When you tag a column as PII, Snowflake automatically applies the correct masking policy based on the column's data type—no need to worry about whether it's a string, number, or date.

Why Tag-Based Masking?

Approach Pros Cons
Direct column masking Simple for few columns Doesn't scale; must attach policy to each column
Tag-based masking Scalable; tag once, mask everywhere Requires initial setup

With tag-based masking:

  • Tag a column as PII and masking is automatically enforced
  • Add new tables with PII columns—just tag them, no policy changes needed
  • Change masking logic in one place, applies to all tagged columns

Role Naming Convention

Recommended, not required

This naming convention aligns with the RBAC pattern. Use whatever works for your organization.

Role Type Naming Pattern Example
Unmask role z_unmask__<classification> z_unmask__pii

The z_ prefix keeps these roles sorted at the bottom of role lists, making functional roles more visible.

Configuration Examples

Step 1: Create the Governance Database and Schema

First, create a dedicated location for your governance objects:

# resources/databases.yml
databases:
  - name: governance
    owner: sysadmin
# resources/schemas.yml
schemas:
  - name: governance.tags
    managed_access: true
  - name: governance.policies
    managed_access: true

Step 2: Create Tags

Define tags that represent your data classifications, along with a role to grant the APPLY privilege:

# resources/tags.yml
tags:
  - name: governance.tags.pii
    comment: Personally Identifiable Information
    propagate: ON_DATA_MOVEMENT

  - name: governance.tags.confidential
    comment: Confidential business data
    propagate: ON_DATA_MOVEMENT

roles:
  - name: z_tag__apply__pii
  - name: z_tag__apply__confidential

grants:
  - priv: APPLY
    on: tag governance.tags.pii
    to: z_tag__apply__pii

  - priv: APPLY
    on: tag governance.tags.confidential
    to: z_tag__apply__confidential

Automatic tag propagation

Setting propagate: ON_DATA_MOVEMENT ensures that when data flows from tagged columns to new tables or views (e.g., via CTAS or INSERT...SELECT), the tags are automatically propagated. This means downstream objects inherit the masking protection without manual re-tagging. For masking tags, the on_conflict parameter is optional since the tag value doesn't affect masking behavior—only the tag's presence matters.

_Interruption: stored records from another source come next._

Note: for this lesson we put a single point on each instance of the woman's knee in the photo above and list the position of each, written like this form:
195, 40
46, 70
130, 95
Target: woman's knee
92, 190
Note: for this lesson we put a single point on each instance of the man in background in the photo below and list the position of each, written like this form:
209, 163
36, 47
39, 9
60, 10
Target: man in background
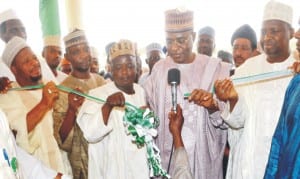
244, 44
206, 41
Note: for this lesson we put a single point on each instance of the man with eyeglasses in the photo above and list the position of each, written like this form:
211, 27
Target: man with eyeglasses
203, 132
256, 110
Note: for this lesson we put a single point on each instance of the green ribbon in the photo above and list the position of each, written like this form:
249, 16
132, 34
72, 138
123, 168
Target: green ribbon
141, 124
68, 90
255, 78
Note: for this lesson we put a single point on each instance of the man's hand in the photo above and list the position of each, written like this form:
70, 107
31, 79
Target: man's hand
75, 101
225, 90
50, 94
116, 100
175, 126
5, 84
203, 98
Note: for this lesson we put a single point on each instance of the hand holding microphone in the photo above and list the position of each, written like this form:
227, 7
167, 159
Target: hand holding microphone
174, 80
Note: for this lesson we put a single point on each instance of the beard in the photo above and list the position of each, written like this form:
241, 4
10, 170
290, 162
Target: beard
83, 69
36, 78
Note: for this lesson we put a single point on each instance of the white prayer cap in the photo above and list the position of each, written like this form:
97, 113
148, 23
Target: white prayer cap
278, 11
94, 52
12, 48
74, 38
7, 15
54, 40
152, 47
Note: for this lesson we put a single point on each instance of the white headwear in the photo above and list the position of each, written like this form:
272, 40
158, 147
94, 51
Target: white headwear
7, 15
94, 52
12, 48
278, 11
152, 47
74, 38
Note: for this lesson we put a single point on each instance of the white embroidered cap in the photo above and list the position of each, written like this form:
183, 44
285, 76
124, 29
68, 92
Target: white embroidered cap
12, 48
7, 15
152, 47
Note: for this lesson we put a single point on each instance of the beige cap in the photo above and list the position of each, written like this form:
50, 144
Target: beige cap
278, 11
8, 15
74, 38
179, 20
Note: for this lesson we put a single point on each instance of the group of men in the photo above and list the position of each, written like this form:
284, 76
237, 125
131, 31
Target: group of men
67, 135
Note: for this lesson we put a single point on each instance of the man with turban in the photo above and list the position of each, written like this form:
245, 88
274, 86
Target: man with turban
29, 112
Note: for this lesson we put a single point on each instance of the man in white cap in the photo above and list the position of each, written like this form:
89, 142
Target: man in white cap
284, 158
29, 112
112, 154
154, 54
206, 41
255, 110
203, 131
10, 26
15, 162
52, 53
66, 131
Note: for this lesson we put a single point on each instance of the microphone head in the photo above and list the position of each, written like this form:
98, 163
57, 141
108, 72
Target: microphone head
174, 76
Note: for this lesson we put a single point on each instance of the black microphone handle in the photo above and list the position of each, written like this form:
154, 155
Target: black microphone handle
174, 96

Step 3: Create Unmask Roles

Create roles that grant the ability to see unmasked data:

# resources/roles__unmasking.yml
roles:
  - name: z_unmask__pii
    comment: Grants access to unmasked PII data

  - name: z_unmask__confidential
    comment: Grants access to unmasked confidential data

Step 4: Create Masking Policies

Create a masking policy for each data type. All policies check for the same unmask role:

# resources/masking_policies.yml
masking_policies:
  # String/VARCHAR columns
  - name: governance.policies.mask_pii_string
    args:
      - name: val
        data_type: VARCHAR
    returns: VARCHAR
    body: |-
      CASE
        WHEN IS_ROLE_IN_SESSION('Z_UNMASK__PII') THEN val
        ELSE '***MASKED***'
      END
    comment: Masks PII string data

  # Numeric columns
  - name: governance.policies.mask_pii_number
    args:
      - name: val
        data_type: NUMBER
    returns: NUMBER
    body: |-
      CASE
        WHEN IS_ROLE_IN_SESSION('Z_UNMASK__PII') THEN val
        ELSE NULL
      END
    comment: Masks PII numeric data

  # Float columns
  - name: governance.policies.mask_pii_float
    args:
      - name: val
        data_type: FLOAT
    returns: FLOAT
    body: |-
      CASE
        WHEN IS_ROLE_IN_SESSION('Z_UNMASK__PII') THEN val
        ELSE NULL
      END
    comment: Masks PII float data

  # Date columns
  - name: governance.policies.mask_pii_date
    args:
      - name: val
        data_type: DATE
    returns: DATE
    body: |-
      CASE
        WHEN IS_ROLE_IN_SESSION('Z_UNMASK__PII') THEN val
        ELSE NULL
      END
    comment: Masks PII date data

  # Timestamp columns
  - name: governance.policies.mask_pii_timestamp
    args:
      - name: val
        data_type: TIMESTAMP_NTZ
    returns: TIMESTAMP_NTZ
    body: |-
      CASE
        WHEN IS_ROLE_IN_SESSION('Z_UNMASK__PII') THEN val
        ELSE NULL
      END
    comment: Masks PII timestamp data

Step 5: Associate All Policies with the Tag

Attach all masking policies to the same tag. Snowflake automatically applies the correct policy based on the column's data type:

# resources/tag_masking_policies.yml
tag_masking_policy_references:
  - tag_name: governance.tags.pii
    masking_policy_name: governance.policies.mask_pii_string

  - tag_name: governance.tags.pii
    masking_policy_name: governance.policies.mask_pii_number

  - tag_name: governance.tags.pii
    masking_policy_name: governance.policies.mask_pii_float

  - tag_name: governance.tags.pii
    masking_policy_name: governance.policies.mask_pii_date

  - tag_name: governance.tags.pii
    masking_policy_name: governance.policies.mask_pii_timestamp

One tag, multiple policies

When you tag a VARCHAR column as PII, the mask_pii_string policy applies. When you tag a NUMBER column as PII, the mask_pii_number policy applies. You don't need to think about data types when tagging—just tag the column as PII.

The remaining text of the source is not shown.